Any risks of progesterone therapy are primarily theoretical, based on concern about continuing a pregnancy in which inflammation may favor allowing delivery. Fortunately, there are no signs of that in the original Meis study or in the two more recent large studies in women with twins and a short cervix.
A study recently published of the babies born in the 2003 Meis study found no differences in neurologic development between those who received progesterone and those who took placebo. MFMU Network investigators evaluated the children with various neurologic, physical, and developmental examinations, up to the ages of 4–6 years.
I tell my patients that potential risks continue to be monitored, but that progesterone prophylaxis is backed by a lot more evidence than are many other treatments and practices that are considered “standard” in obstetrics today.
Prematurity is a common and major contributor to the relatively high U.S. infant mortality rate. Therapeutic approaches have been only marginally successful. PhotoDisc, Inc.
Prematurity and Infant Mortality
Infant mortality in the United States was more than 6 per 1,000 live births in 2004, the latest year for which data are available from the Centers for Disease Control and Prevention. This troubling rate places the United States low in the ranking of industrialized nations.
The death rate varies among different geographic areas and among various ethnic and racial groups. A common and major contributor to this relatively high infant mortality rate, however, is prematurity.
The causation of prematurity has been elusive, and therapeutic approaches have been only marginally successful. In recent years, however, a more scientific approach has been taken to understand the biology of premature labor that results in premature birth. This approach has been informing our understanding of this condition.
The National Institute of Child Health and Human Development (NICHD) has made prematurity a major part of its portfolio. The institute has a branch, in fact, whose research is dedicated to this significant obstetric problem. Many years ago, the NICHD also launched the Maternal-Fetal Medicine Units (MFMU) Network, which is a national collaborative that attempts to study difficult problems in obstetrics and tries to propose scientific solutions.
Most recently, the network engaged in a study in which it attempted to reexamine a preventive approach using hormone therapy. The network employed a randomized clinical trial methodology.

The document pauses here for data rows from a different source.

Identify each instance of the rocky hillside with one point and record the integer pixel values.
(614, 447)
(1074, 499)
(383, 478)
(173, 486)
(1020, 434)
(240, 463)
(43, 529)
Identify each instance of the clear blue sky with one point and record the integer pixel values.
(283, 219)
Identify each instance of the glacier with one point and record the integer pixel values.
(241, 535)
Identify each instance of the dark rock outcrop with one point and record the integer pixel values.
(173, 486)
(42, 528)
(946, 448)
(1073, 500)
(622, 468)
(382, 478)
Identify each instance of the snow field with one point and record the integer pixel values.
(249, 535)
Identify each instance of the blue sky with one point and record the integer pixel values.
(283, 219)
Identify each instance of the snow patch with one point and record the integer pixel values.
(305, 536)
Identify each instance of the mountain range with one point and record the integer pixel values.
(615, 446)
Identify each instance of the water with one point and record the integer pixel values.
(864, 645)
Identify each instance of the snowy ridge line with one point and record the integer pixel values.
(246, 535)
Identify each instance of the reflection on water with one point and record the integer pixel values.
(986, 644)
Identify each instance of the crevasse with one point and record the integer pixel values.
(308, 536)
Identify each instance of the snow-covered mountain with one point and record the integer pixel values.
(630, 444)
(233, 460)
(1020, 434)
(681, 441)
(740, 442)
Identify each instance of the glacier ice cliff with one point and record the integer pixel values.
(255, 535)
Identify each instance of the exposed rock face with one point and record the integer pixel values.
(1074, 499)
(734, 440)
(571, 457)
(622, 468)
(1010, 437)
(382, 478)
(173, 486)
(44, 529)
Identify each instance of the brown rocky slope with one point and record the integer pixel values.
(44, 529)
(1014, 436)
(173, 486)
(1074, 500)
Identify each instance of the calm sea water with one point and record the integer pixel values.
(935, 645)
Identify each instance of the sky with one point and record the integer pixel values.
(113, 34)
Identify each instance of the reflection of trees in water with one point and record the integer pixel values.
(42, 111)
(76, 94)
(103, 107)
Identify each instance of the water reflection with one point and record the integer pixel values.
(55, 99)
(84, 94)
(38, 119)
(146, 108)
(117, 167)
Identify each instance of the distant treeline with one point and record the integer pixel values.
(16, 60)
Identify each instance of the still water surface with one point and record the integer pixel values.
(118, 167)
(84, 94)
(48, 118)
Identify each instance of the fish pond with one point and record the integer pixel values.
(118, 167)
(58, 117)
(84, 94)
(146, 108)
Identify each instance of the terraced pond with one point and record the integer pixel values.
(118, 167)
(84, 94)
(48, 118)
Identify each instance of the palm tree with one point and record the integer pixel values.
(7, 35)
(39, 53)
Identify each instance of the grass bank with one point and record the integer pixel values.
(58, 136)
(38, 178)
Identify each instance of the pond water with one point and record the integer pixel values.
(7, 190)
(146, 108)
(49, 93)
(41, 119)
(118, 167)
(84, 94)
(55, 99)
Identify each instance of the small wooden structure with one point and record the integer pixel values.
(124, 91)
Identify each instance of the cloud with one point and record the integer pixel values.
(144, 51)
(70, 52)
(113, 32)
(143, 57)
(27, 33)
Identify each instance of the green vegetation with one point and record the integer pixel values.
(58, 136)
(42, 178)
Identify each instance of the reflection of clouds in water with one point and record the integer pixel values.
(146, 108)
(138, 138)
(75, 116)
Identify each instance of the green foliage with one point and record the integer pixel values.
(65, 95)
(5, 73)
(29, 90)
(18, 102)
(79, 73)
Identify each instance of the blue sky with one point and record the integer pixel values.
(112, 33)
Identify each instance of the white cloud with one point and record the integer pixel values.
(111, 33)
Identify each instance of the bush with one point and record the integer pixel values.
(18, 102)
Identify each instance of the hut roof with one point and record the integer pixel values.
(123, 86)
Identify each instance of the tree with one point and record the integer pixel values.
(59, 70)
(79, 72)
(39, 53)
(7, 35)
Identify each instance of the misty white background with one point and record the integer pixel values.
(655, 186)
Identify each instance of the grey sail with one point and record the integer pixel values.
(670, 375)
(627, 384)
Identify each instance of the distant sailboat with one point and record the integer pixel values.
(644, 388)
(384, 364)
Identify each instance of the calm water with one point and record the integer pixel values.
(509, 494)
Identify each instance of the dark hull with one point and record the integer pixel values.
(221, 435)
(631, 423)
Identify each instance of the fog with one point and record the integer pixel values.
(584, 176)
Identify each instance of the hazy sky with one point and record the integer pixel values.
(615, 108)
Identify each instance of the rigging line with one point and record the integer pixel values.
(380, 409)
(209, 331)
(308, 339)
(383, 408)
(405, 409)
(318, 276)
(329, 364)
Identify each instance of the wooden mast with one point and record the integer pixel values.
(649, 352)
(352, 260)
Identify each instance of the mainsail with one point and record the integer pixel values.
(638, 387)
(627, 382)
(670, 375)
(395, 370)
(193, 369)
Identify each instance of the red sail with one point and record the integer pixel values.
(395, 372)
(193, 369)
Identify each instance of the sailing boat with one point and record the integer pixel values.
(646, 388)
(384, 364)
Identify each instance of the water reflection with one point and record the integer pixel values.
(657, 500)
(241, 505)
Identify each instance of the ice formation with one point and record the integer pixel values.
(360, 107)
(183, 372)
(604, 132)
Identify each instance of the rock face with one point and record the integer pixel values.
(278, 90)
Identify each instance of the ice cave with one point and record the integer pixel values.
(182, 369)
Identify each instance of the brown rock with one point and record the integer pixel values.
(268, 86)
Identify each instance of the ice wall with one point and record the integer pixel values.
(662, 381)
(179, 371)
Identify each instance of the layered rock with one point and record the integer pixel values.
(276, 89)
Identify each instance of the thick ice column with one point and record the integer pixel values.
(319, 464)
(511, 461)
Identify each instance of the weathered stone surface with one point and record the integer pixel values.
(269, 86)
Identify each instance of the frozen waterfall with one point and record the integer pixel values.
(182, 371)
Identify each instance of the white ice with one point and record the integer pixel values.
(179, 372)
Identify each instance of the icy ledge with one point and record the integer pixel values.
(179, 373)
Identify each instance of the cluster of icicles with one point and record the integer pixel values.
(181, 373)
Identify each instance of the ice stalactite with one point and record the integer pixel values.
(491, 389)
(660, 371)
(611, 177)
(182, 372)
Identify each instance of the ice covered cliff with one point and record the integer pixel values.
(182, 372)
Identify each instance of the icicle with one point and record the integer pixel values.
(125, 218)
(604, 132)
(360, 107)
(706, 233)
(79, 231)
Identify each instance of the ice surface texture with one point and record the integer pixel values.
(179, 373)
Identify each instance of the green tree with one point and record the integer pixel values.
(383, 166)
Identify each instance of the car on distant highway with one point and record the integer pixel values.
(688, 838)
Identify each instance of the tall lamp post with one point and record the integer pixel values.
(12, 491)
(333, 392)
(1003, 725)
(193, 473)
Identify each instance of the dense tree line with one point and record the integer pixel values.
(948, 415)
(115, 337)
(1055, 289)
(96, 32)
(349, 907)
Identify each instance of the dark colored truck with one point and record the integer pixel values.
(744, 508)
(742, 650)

In this month's Master Class, I've invited Dr. Jay Iams, a professor of obstetrics and maternal-fetal medicine at Ohio State University, Columbus, and a member of the NICHD's MFMU Network, to address the issue of hormone prophylaxis for women who have already had one preterm birth. He will update us on the network's trial and other related research, and provide us with recommendations for applying these findings to current practice.
Take Home Points For Prevention
▸ When caring for a woman with a prior preterm birth, take a thorough history of the entire pregnancy, and look for events that might have contributed. Think like an internist who is taking care of someone with a previous heart attack: Are these risks still present? Can they be eliminated or reduced?
▸ Estimate each woman's individual risk of recurrent preterm birth, taking into account the gestational age at the time of the previous preterm birth, her racial/ethnic background, and the number of prior preterm births.
▸ Consider and discuss supplemental progesterone prophylaxis with women who have had a prior spontaneous preterm birth, especially women who have had a prior early (before 32 weeks) preterm birth, or more than one prior preterm birth. Think of spontaneous preterm birth as one that did not follow a specific indication for delivery, such as fetal distress, preeclampsia, or bleeding due to placenta previa. Spontaneous preterm births are those between 17 and 36 weeks that followed premature cervical dilation and effacement with or without contractions, or preterm premature rupture of membranes.
▸ Don't use progesterone prophylaxis in women with multiple gestation.
▸ Don't use progesterone prophylaxis in women with preterm labor in the current pregnancy, or as a tocolytic.